# Will An Audio Interface Blow My Sound Card



## GuitarSkater (Nov 17, 2008)

Hey guys,

I was thinking about getting an audio interface and some mics so I could record my songs. I was wondering however, if I plugged the audio interface into my computer via USB 2.0 if it would blow my sound card or not. I was wondering this because, during my previous attempt of recording, I plugged my guitar directly into my computer via the mic/headphone input, and it blew the sound card. I ended up getting a new sound card (Creative Soundblaster), and now my sound works fine; but I don't want to blow my sound card again.

I was thinking about getting the Tascam US-1800 audio interface, because it is affordable and seems suitable for my home recording needs. 

All of your input, and advice is greatly appreciated.

Thanks,

GuitarSkater


----------



## dodgechargerfan (Mar 22, 2006)

That is safe to do. The audio interface doesn't interface directly to your sound card. 
The software you use may be (and usually is) configurable to output via your sound card but it's coming from the software just as any other sound from your computer would. Just set your output volume via the software and/or the computer's main volume control. 

Depending on the interface and the software you could use the interface as the input AND the output. You would then need some type of powered monitor speaker connected to your interface. This setup takes your sound card out of the loop completely. I have this right now with my M-Audio connected to my mini-Mac and using GarageBand (I'm still learning about other software)


----------



## hollowbody (Jan 15, 2008)

How did you actually blow your soundcard? Was your guitar just going into the computer straight, or was it a line out from an effects unit or amp? I'm thinking maybe you hit the input with too much volume. Alternatively, what I see happening ALL the time is the weight of a 1/4" instrument cable and a 1/4" to 1/8" adapter plugged into one of those dinky little 1/8" inputs usually pulls the input jack so much that it actually detaches from the PCB inside. I think that might be more likely what happened in your situation.

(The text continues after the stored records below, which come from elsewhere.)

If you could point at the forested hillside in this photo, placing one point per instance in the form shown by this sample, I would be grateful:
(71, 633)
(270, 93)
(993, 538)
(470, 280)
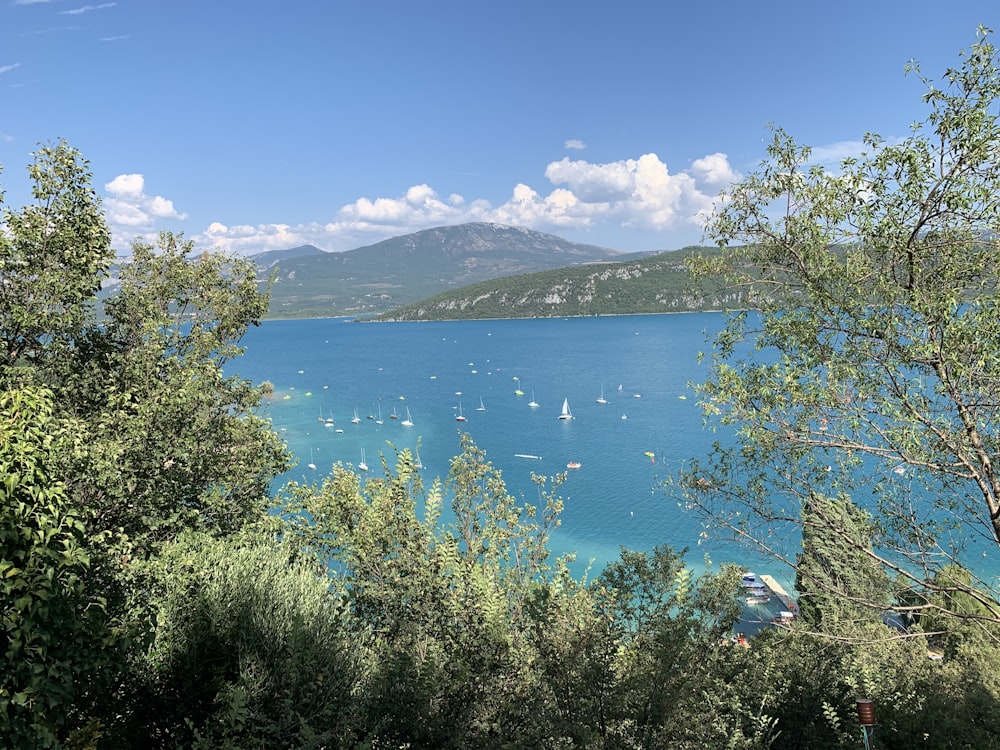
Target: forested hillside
(656, 284)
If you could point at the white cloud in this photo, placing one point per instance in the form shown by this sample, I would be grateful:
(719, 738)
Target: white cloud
(86, 9)
(130, 211)
(639, 194)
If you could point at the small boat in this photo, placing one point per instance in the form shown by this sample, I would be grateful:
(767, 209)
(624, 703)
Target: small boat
(566, 414)
(783, 618)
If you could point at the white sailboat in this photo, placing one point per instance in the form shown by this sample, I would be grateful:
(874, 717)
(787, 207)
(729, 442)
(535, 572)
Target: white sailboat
(566, 414)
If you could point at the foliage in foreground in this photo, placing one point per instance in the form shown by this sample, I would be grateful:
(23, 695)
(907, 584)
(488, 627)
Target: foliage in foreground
(867, 372)
(149, 597)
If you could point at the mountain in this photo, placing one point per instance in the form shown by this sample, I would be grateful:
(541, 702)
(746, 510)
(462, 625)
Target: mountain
(406, 269)
(271, 258)
(654, 284)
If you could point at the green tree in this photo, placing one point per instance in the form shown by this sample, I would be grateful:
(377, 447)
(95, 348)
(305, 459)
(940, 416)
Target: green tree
(174, 442)
(52, 627)
(440, 598)
(53, 255)
(870, 368)
(250, 651)
(837, 584)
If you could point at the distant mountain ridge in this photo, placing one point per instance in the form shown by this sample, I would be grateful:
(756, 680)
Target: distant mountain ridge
(658, 283)
(309, 282)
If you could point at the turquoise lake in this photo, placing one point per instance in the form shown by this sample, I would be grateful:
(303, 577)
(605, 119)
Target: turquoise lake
(643, 366)
(325, 368)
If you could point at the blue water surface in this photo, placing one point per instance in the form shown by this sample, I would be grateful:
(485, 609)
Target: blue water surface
(649, 427)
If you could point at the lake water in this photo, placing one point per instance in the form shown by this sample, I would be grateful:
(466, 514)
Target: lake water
(429, 371)
(643, 365)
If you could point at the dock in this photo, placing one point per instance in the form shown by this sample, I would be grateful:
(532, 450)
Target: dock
(777, 589)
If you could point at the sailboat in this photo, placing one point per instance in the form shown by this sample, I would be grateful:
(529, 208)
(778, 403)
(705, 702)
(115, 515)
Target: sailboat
(565, 412)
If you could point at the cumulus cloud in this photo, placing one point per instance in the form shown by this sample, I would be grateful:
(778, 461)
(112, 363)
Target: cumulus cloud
(640, 194)
(130, 211)
(86, 9)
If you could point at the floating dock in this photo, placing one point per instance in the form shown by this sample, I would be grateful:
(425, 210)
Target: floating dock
(777, 589)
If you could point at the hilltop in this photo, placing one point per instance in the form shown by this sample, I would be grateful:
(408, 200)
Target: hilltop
(655, 284)
(399, 271)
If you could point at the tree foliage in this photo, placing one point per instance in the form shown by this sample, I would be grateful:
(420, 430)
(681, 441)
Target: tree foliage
(869, 369)
(53, 255)
(52, 625)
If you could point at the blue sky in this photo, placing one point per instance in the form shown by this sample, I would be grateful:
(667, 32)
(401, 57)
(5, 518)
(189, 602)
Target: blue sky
(257, 126)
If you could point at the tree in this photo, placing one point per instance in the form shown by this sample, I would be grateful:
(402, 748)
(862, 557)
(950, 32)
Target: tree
(870, 366)
(250, 651)
(174, 442)
(51, 626)
(53, 256)
(836, 583)
(440, 599)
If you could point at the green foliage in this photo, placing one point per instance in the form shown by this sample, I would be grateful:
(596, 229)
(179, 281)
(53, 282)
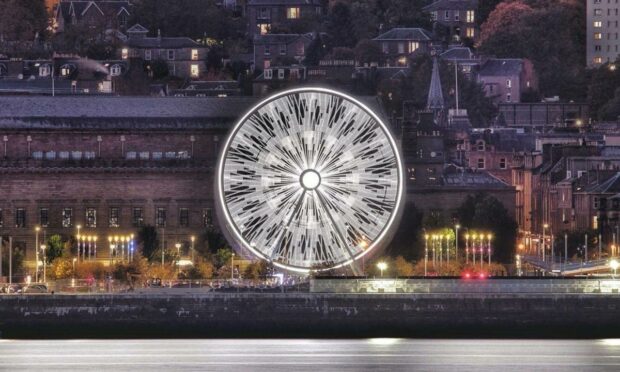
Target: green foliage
(149, 242)
(485, 212)
(55, 248)
(550, 34)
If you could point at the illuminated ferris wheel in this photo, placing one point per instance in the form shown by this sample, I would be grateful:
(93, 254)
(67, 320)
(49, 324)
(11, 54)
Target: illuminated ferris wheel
(310, 179)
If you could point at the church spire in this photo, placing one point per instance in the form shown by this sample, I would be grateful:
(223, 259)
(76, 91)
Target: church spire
(435, 93)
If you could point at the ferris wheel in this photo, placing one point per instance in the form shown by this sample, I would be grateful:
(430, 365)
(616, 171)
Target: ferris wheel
(310, 179)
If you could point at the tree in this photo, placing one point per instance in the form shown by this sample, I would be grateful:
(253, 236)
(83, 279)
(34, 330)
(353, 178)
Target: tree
(55, 248)
(149, 241)
(339, 26)
(484, 212)
(368, 52)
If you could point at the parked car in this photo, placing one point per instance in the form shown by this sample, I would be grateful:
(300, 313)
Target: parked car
(35, 288)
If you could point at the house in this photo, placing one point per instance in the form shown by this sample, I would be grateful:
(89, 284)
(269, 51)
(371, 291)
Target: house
(281, 16)
(279, 48)
(185, 57)
(398, 44)
(458, 17)
(505, 79)
(98, 16)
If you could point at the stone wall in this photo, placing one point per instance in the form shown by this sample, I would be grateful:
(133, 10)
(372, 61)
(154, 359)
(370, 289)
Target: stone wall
(310, 315)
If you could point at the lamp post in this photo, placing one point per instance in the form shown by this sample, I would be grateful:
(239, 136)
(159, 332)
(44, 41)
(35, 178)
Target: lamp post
(545, 226)
(36, 244)
(425, 254)
(178, 247)
(456, 242)
(382, 266)
(193, 238)
(44, 263)
(466, 248)
(232, 266)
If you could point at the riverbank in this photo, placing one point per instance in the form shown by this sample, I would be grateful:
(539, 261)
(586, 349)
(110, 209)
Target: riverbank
(247, 315)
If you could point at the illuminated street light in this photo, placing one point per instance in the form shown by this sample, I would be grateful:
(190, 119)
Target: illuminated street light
(382, 266)
(614, 264)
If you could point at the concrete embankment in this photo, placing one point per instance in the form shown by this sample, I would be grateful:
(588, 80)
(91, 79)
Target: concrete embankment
(310, 315)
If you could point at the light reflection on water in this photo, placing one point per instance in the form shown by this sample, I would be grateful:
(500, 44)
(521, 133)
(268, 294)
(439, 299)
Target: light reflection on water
(376, 354)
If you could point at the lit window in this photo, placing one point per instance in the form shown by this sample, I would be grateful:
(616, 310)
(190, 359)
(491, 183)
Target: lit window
(264, 28)
(292, 13)
(44, 217)
(471, 16)
(183, 217)
(67, 217)
(91, 217)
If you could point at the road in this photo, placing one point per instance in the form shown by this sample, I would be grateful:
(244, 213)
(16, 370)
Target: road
(310, 355)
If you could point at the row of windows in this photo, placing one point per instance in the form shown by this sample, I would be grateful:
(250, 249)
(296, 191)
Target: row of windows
(114, 217)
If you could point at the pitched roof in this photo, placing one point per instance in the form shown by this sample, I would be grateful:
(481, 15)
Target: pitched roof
(280, 38)
(451, 5)
(163, 42)
(414, 34)
(457, 53)
(501, 67)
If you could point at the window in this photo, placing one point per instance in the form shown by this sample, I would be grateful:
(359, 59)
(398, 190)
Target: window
(264, 28)
(67, 217)
(137, 217)
(20, 217)
(184, 217)
(292, 13)
(194, 71)
(160, 217)
(44, 217)
(471, 16)
(207, 217)
(114, 219)
(91, 217)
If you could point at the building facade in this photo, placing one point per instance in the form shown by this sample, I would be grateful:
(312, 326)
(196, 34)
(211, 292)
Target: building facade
(603, 30)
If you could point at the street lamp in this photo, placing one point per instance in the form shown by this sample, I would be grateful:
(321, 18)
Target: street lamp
(44, 263)
(382, 266)
(614, 264)
(456, 242)
(36, 244)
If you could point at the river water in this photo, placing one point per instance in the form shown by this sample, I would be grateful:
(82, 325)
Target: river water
(310, 355)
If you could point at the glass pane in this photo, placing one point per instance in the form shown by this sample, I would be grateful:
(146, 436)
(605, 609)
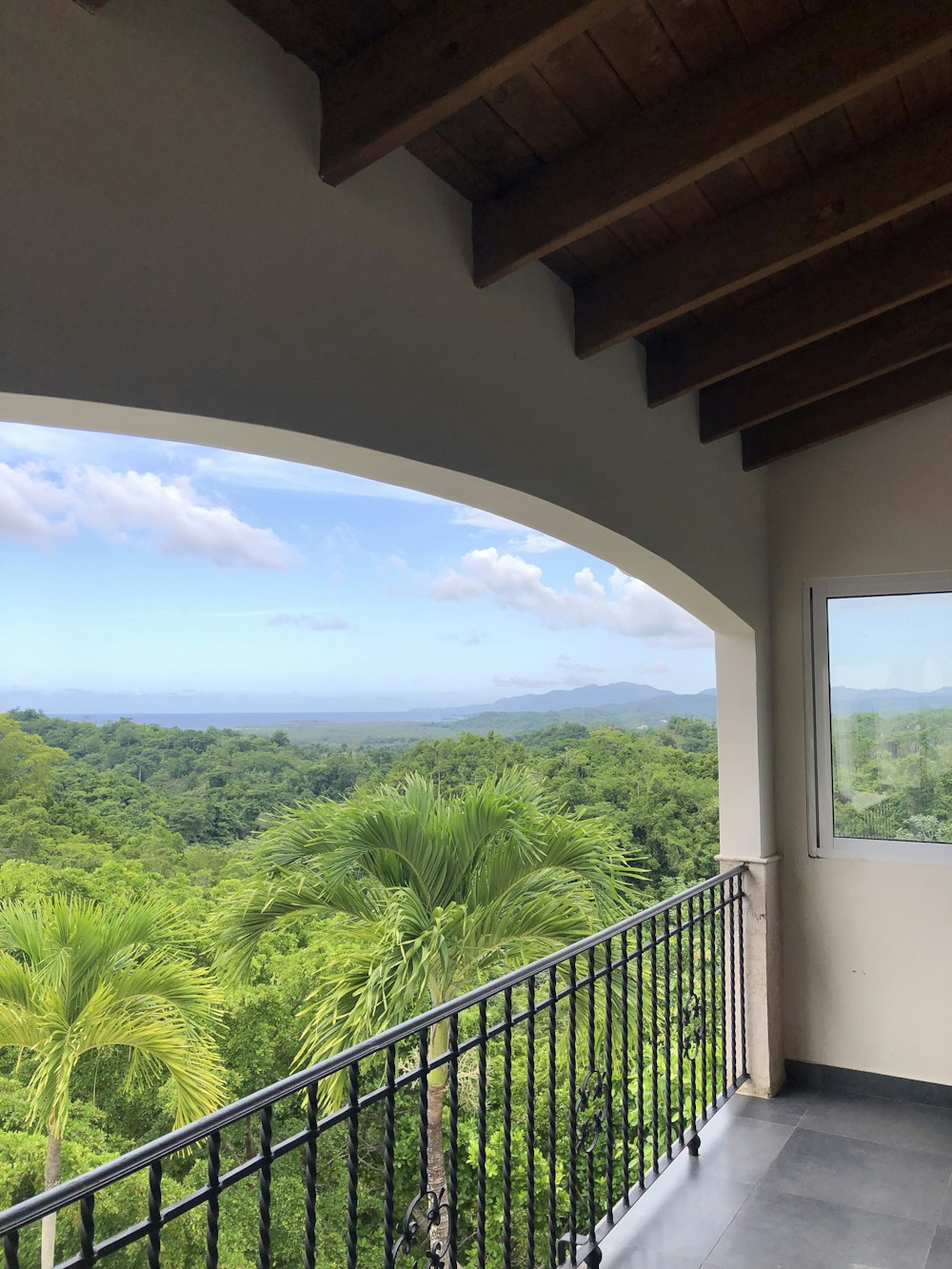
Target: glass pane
(891, 716)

In any case, no, an audio interface will not damage your sound card. But even if it did, who cares? The interface will provide better audio than the sound card in your PC anyway. I have the audio card in my PC disabled and just use my interface (M-Audio 410) do all my sound processing. Much better resolution and sound than the DACs on the audio card.


----------



## GuitarSkater (Nov 17, 2008)

Thanks for the replies guys.



dodgechargerfan said:


> That is safe to do. The audio interface doesn't interface directly to your sound card.
> The software you use may be (and usually is) configurable to output via your sound card but it's coming from the software just as any other sound from your computer would. Just set your output volume via the software and/or the computer's main volume control.
> 
> Depending on the interface and the software you could use the interface as the input AND the output. You would then need some type of powered monitor speaker connected to your interface. This setup takes your sound card out of the loop completely. I have this right now with my M-Audio connected to my mini-Mac and using GarageBand (I'm still learning about other software)


dodgechargerfan: I'm pretty sure that the software that comes with the interface is Cubase LE 5.



hollowbody said:


> How did you actually blow your soundcard? Was your guitar just going into the computer straight, or was it a line out from an effects unit or amp? I'm thinking maybe you hit the input with too much volume. Alternatively, what I see happening ALL the time is the weight of a 1/4" instrument cable and a 1/4" to 1/8" adapter plugged into one of those dinky little 1/8" inputs usually pulls the input jack so much that it actually detaches from the PCB inside. I think that might be more likely what happened in your situation.
> 
> In any case, no, an audio interface will not damage your sound card. But even if it did, who cares? The interface will provide better audio than the sound card in your PC anyway. I have the audio card in my PC disabled and just use my interface (M-Audio 410) do all my sound processing. Much better resolution and sound than the DACs on the audio card.


Umm.. I blew my sound card because i got a 1/4" to 1/8" adapter, and then I plugged cable directly from the headphone jack of my amp into the computer through the speaker/headphone input. This was working at first, but then after a while my computer froze, and when I turned it back on no sound was coming out. When I took it to the computer store they told me my sound card was broken.

Thanks for the help guys. 

Do you think that the Tascam US-1800 would be a good audio interface to buy?

Thanks,

GuitarSkater


----------